Tout l'état-major avait été invité à dîner par le gouverneur. On se rendit chez lui à l'heure convenue. Là se trouvait une table chargée de pâtisseries légères et de fruits, au milieu desquels fumaient deux bols de punch. Les convives firent aussitôt en aparté leurs réflexions sur cette singulière mode. Était-ce jour de maigre? Pourquoi ne s'asseyait-on pas? Mais comme il n'y avait personne pour répondre à ces questions, qui auraient été indiscrètes, ils les gardèrent pour eux, tout en faisant honneur au repas.
Nouveau sujet d'étonnement: la table fut débarrassée et chargée de viandes préparées de diverses manières, en un mot, d'un véritable et somptueux dîner. La collation, qu'on avait prise tout d'abord, qui porte dans le pays le nom de «refresco», n'était destinée qu'à mettre les convives en appétit.
A cette époque, le luxe de la table paraissait faire fureur à Guaham. Deux jours plus tard, les officiers assistaient à un nouveau repas de cinquante convives, où ne parurent pas moins de quarante-quatre plats de viande à chaque service, et il n'y en eut pas moins de trois.
«Le même observateur, raconte Freycinet, dit que ce dîner coûta la vie à deux bœufs et à trois gros porcs, sans parler du menu peuple des forêts, de la basse-cour et de la mer. Depuis les noces de Gamache, il ne s'était pas vu, je pense, une telle tuerie. Notre hôte crut, sans doute, que des gens qui avaient souffert longtemps les privations d'un voyage maritime devaient être traités avec profusion. Le dessert n'offrit ni moins d'abondance, ni moins de variété, et fit bientôt place au thé, au café, à la crème, aux liqueurs de toute sorte; comme le _refresco_ n'avait pas manqué d'être servi une heure auparavant, suivant l'usage, on conviendra sans peine que, là, le plus intrépide gastronome eût eu seulement à regretter l'insuffisante capacité de son estomac.»

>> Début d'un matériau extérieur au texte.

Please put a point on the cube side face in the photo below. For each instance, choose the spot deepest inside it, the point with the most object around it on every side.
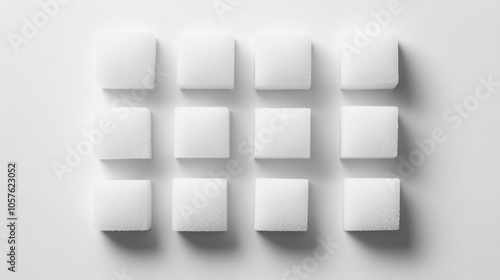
(206, 62)
(199, 204)
(369, 132)
(372, 66)
(125, 134)
(123, 205)
(283, 62)
(126, 60)
(371, 204)
(281, 204)
(282, 133)
(202, 132)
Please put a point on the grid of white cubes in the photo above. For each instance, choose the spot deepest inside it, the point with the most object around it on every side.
(126, 60)
(201, 132)
(370, 63)
(206, 62)
(368, 132)
(371, 204)
(122, 205)
(282, 133)
(281, 204)
(199, 204)
(283, 62)
(122, 133)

Mais ces repas et ces fêtes ne portèrent point préjudice à l'objet de la mission. Des excursions qui avaient pour but des recherches d'histoire naturelle, les observations de l'aiguille aimantée, la géographie du littoral de Guaham, confiée à Duperrey, s'opéraient en même temps.
Cependant, la corvette était venue s'amarrer au fond du port San-Luis, et l'état-major, ainsi que les malades, s'étaient installés à Agagna, capitale de l'île et siège du gouvernement. Là se donnèrent, en l'honneur des étrangers, des combats de coqs, jeu très en honneur dans toutes les possessions espagnoles de l'Océanie, et des danses, dont toutes les figures font, dit-on, allusion à des événements de l'histoire du Mexique. Les danseurs, écoliers du collège d'Agagna, étaient revêtus de riches costumes de soie, jadis importés de la Nouvelle-Espagne par les Jésuites. Puis vinrent des passes aux bâtons, exécutées par des Carolins, et d'autres divertissements qui se succédaient presque sans interruption. Mais ce qui eut le plus de prix aux yeux de Freycinet, ce furent les très nombreux renseignements relatifs aux usages et aux mœurs des anciens habitants qu'il recueillit auprès du major D. Luis Torrès, lequel, né dans le pays, avait fait de ces choses le sujet de ses constantes études.
Nous utiliserons et nous résumerons tout à l'heure ces très intéressantes informations, mais il faut parler d'abord d'une excursion aux îles Rota et Tinian, dont la seconde nous est déjà connue par les récits des anciens voyageurs.
Le 22 avril, une petite escadre, composée de huit pros, transporta MM. Bérard, Gaudichaud et Jacques Arago à Rota, où leur arrivée causa une surprise et une frayeur qui s'expliquent. Le bruit courait que la corvette était montée par des insurgés de l'Amérique.
De Rota, les pros gagnèrent Tinian, dont les plaines arides rappelèrent aux voyageurs les rivages désolés de la Terre d'Endracht, et qui doivent être bien changées depuis l'époque où le lord Anson s'y trouvait comme dans un paradis terrestre.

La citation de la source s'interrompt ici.